Firoucci's application for revocation and a declaration of invalidity was filed on 3rd February 2003 and was based on Articles 50(1)(c) and 52(2)(a) of EU Regulation 40/94.
The Cancellation Division of the Office for Harmonisation in the Internal Market (OHIM) allowed the application for a declaration of invalidity because, according to Article 8(3) of the Italian Code of Industrial Property, Fiorucci’s consent was required for the registration of his name as a Community trademark, and such consent had not been given. Edwin Co Ltd appealed, and the OHIM First Board of Appeal allowed the appeal and annulled the decision of the Cancellation Division. The appeal board held that the situation did not fall within the scope of Article 8(3) of the code. It also declared that the application for revocation was not applicable under Article 50(1)(c) of Regulation 40/94 as the mark at issue could not mislead the public.

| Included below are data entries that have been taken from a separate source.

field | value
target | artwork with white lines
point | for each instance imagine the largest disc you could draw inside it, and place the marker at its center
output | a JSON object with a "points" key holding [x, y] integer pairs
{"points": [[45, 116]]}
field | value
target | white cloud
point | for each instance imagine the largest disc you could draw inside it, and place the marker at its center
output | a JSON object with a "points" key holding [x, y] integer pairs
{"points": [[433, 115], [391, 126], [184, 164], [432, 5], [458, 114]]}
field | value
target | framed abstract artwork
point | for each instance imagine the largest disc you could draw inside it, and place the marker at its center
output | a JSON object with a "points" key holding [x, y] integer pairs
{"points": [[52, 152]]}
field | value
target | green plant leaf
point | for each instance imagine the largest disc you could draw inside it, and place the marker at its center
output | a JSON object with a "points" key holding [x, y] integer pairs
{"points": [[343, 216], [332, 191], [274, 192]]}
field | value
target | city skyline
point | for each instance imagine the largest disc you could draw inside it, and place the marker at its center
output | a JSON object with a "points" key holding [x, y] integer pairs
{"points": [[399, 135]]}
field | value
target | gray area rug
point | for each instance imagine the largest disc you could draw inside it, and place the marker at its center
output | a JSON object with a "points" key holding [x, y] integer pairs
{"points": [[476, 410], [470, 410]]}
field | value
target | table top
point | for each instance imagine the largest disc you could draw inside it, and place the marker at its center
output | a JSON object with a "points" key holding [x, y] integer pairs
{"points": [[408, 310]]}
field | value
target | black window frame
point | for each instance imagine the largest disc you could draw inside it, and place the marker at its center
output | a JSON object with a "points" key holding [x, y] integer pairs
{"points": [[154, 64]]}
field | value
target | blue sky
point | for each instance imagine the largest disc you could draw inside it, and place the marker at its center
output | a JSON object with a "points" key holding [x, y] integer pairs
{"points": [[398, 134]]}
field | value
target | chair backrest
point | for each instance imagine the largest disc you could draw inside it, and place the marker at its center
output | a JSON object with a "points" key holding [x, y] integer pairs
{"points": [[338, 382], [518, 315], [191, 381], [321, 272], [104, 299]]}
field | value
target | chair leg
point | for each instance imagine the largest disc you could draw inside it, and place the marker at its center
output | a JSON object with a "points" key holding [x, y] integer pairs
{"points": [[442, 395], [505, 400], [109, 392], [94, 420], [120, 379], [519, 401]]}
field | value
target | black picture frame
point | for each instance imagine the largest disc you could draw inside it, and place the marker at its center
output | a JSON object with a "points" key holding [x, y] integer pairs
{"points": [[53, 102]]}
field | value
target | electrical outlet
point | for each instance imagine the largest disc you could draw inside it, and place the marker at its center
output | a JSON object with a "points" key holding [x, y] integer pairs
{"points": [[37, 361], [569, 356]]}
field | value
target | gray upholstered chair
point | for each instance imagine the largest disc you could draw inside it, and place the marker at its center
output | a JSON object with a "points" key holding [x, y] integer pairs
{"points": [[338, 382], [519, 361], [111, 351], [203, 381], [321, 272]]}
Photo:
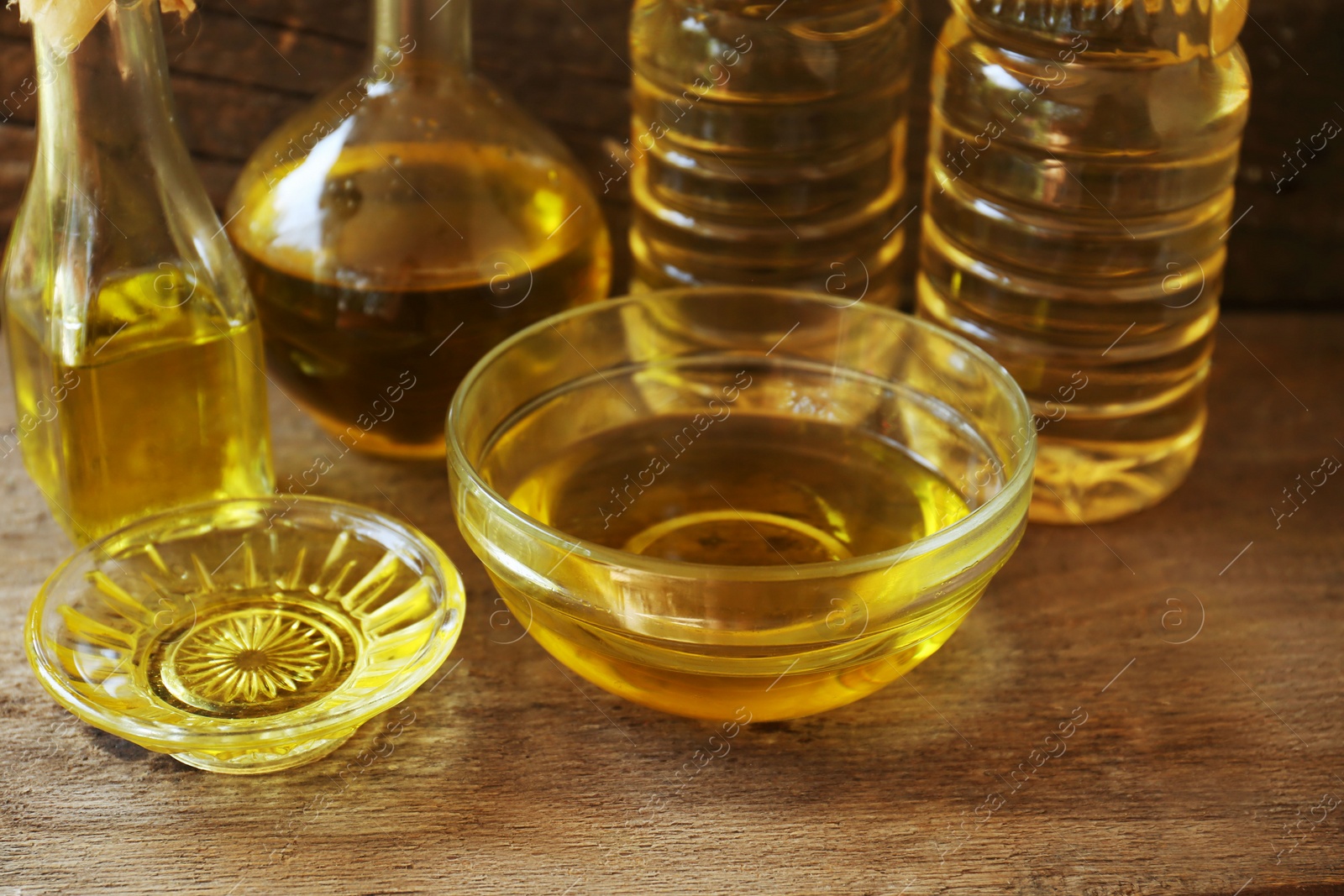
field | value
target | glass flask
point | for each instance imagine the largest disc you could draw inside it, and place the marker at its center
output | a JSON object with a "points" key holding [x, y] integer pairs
{"points": [[403, 224], [1079, 201], [768, 145], [134, 340]]}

Fiorucci brought an action against the contested decision and the General Court confirmed the previous decision as far as Article 50(1)(c) was concerned. However, in relation to the decision based on Article 52(2)(a) of Regulation 40/94, the court gave a different interpretation of Article 8(3) of the Italian Code of Industrial Property, stating that the correct interpretation was that the renown of a personal name can result from either the entrepreneurial character or non-entrepreneurial character of such use. Therefore, the court annulled the appeal board's decision based on an incorrect interpretation of Article 8(3) of the code.
Edwin Co Ltd, the OHIM and Fiorucci all appealed to the Court of Justice of the European Union (CJEU). The second and third appellants did so on the grounds that the General Court should have applied the national rule to the substance of the case and should have ruled to cancel the contested trademark.

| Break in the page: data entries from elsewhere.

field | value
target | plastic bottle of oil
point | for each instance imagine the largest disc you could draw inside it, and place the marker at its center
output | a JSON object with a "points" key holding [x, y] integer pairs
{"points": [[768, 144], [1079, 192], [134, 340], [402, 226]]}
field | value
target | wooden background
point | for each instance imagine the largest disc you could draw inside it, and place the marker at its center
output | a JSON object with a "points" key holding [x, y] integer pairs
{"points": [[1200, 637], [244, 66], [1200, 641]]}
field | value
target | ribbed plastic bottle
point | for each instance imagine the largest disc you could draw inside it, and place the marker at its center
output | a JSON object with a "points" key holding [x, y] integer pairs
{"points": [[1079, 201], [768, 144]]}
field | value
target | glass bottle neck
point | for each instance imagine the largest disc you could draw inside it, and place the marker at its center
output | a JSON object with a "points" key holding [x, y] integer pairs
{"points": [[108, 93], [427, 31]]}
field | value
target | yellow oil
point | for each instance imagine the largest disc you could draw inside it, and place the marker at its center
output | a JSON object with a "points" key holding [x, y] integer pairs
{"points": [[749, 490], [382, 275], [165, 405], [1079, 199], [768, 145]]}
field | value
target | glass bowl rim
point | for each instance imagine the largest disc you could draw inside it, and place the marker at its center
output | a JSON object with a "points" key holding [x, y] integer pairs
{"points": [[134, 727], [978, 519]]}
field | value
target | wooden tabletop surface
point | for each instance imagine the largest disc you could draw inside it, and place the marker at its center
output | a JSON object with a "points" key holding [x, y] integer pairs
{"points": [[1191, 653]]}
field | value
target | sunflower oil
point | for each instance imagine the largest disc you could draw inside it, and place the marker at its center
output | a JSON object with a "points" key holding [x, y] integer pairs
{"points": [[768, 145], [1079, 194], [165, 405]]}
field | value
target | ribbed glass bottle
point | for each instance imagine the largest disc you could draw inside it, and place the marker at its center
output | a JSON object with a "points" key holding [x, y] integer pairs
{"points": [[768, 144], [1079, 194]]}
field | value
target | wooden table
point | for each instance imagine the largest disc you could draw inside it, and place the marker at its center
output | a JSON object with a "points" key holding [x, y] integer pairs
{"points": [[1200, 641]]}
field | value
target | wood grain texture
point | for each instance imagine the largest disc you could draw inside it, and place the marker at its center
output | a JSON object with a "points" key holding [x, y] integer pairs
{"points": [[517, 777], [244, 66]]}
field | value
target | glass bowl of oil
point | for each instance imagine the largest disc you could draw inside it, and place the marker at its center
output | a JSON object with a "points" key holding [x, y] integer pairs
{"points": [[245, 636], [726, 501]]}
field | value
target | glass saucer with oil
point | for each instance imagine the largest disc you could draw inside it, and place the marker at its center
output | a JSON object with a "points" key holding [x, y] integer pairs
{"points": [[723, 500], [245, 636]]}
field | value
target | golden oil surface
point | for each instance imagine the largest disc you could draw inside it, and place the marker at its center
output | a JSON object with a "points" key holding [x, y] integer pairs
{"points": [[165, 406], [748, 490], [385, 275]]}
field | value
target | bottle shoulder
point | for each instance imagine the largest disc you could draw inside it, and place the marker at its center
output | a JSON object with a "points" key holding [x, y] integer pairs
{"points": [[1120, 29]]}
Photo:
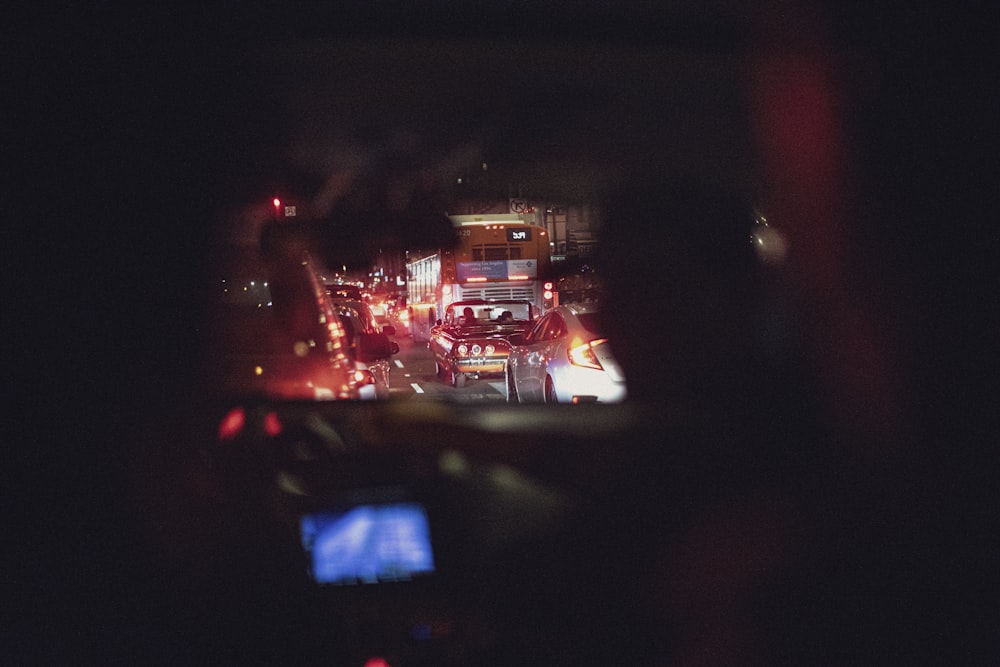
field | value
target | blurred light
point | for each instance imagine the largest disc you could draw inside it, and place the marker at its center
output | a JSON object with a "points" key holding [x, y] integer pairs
{"points": [[232, 424], [272, 425], [583, 355]]}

On 5th July 2011 (Case C-263/09P Edwin Co Ltd v OHIM) the Grand Chamber issued its ruling and confirmed that the General Court had correctly interpreted Article 8(3) of the code, stating that the wording of this national provision, insofar as it refers to the names of well-known persons, makes no distinction according to the field in which renown was acquired. Therefore, the Grand Chamber concluded that:
“Article 8(3) of the [Italian Code of Industrial Property], as the General Court observed, does not lay down any condition other than that the personal name concerned must be well-known.”
The appeal also related to the obligation of the General Court to provide the ECJ with sufficient material to exercise its power of review.
According to Paragraph 68 of the Grand Chamber's decision, the General Court:
“provided adequate grounds insofar as it enables the appellant to know the reasons why the General Court has not upheld its argument and the Court of Justice to exercise its power of review.”
Furthermore, the General Chamber confirmed that the General Court was correct when reviewing the lawfulness of the decision of OHIM bodies, stating that in no event may the General Court substitute its own reasoning for that of the OHIM body which adopted the contested act.
The CJEU's judgment should be borne in mind by parties appealing OHIM decisions to the court; it must always be taken into account that the CJEU examines only the correct application of the procedural rules by the OHIM and the lower courts and will never render a decision on the merits of a dispute.